Keywords: Small molecule inhibition, RNA-Seq, Genomics, Transcription, FOXM1
| Specifications | |
|---|---|
| Subject area | Biology |
| More specific subject area | Biological sciences, Chemical biology, Cancer |
| Type of data | Tables, figures with plots and graphs |
| How data was acquired | Sequencing done with the Illumina HiSeq 2000 instrument, total of 12 genomic libraries for different treatment time |
| Data format | Raw data: fastq files |
| Experimental factors | MCF-7 cells grown in Dulbecco's Modified Eagle Media (Sigma) and supplemented with 10% fetal bovine serum (Sigma) were treated with 40 μM of FDI-6 compound for 3, 6 or 9 h. |
| Experimental features | RNA for each treatment was extracted using the RNeasy Plus Mini Kit (Qiagen) and libraries prepared with the Illumina TruSeq RNA sample prep kit |
| Data source location | Cancer Research UK, Cambridge Institute, Cambridge, UK |
| Data accessibility | Data available in the public GEO repositoryhttp://www.ncbi.nlm.nih.gov/geo/query/acc.cgi?acc=GSE58626 |
Value of the data
-
•
This data allows characterizing the effect of a novel FOXM1 inhibitor on the cellular transcriptional program.
-
•
This data includes replicates and different treatment time points, also providing temporal resolution for elucidating earlier and later responses.
-
•
The RNA-Seq data is validated with external information obtained from previous studies, such as microarray [8] and ChIP-Seq [15], therefore providing an integrated view of the treatment effects.
-
•
This analysis allows the understanding of compound action into cellular context.
Experimental design
Compound identification
The FDI-6 compound was identified in preliminary experiments [20] through fluorescence polarization assay [16]. Setup runs of the fluorescence polarization (FP) assay were performed in 96-well plates and read on PHERAStar (BMG Labtech) with a 488/520 FP filter.
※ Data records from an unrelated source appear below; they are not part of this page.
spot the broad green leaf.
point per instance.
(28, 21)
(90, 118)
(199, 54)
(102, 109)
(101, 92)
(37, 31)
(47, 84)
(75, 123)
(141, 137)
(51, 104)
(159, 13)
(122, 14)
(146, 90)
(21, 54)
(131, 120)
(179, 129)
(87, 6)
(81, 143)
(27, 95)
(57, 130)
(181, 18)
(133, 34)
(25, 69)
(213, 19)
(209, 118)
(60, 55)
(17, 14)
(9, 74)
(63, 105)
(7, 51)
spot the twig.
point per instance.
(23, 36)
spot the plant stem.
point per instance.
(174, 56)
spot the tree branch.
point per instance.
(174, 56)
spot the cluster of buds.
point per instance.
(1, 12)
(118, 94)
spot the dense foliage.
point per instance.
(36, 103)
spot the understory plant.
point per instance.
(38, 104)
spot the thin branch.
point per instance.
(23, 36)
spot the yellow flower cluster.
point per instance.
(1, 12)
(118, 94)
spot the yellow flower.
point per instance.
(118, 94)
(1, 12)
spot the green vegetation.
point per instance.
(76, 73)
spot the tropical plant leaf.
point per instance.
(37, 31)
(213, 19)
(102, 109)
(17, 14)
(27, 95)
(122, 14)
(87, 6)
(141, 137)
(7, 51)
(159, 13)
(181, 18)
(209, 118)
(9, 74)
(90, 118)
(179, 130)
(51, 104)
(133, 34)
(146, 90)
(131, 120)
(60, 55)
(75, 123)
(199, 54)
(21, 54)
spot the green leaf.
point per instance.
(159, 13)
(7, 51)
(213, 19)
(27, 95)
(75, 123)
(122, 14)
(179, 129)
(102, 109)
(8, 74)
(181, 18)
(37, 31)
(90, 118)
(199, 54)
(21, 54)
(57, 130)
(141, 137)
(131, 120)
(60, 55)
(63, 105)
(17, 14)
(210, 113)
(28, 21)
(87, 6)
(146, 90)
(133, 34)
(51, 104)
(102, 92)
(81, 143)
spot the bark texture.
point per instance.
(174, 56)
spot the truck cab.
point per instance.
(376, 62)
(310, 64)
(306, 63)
The screening assay was scaled down successively to 384- and 1536-well plate formats and read on a ViewLux high-throughput charge-coupled device (CCD) imager (Perkin-Elmer, Wellesley, MA).
RNA-Seq experiment
MCF-7 cells grown in Dulbecco's Modified Eagle Media (Sigma) and supplemented with 10% fetal bovine serum (Sigma) were treated with 40 μM of FDI-6 compound for 3, 6 or 9 h. RNA for each treatment was extracted using the RNeasy Plus Mini Kit (Qiagen) and libraries prepared with the Illumina TruSeq RNA sample prep kit. Sequencing was performed using the MiSeq instrument (Illumina) for a total of ~ 102 million (M) of reads for the pulled 12 libraries.
Materials and methods
RNA-Seq processing
Fastq files containing 100 single-end reads, ranging from 6.7 M to 12.6 M reads, were processed with trim-galore (http://www.bioinformatics.babraham.ac.uk/projects/trim_galore/) to perform adapter trimming and low-quality reads filtering. The filtered reads were then aligned to the human genome (hg19) with tophat, and transcripts were assigned to gene and counted using htseq-count (http://www-huber.embl.de/users/anders/HTSeq/doc/overview.html). See Table 1 for summary statistics.
Table 1.
Summary statistics of sequencing analysis of the RNA-Seq libraries. The columns show (from left to right): treatment time and replicate number; number of aligned reads; total number of reads after quality filtering; percentage of aligned reads; number of reads assigned uniquely by htseq-count; and percentage of assigned reads out of the aligned ones.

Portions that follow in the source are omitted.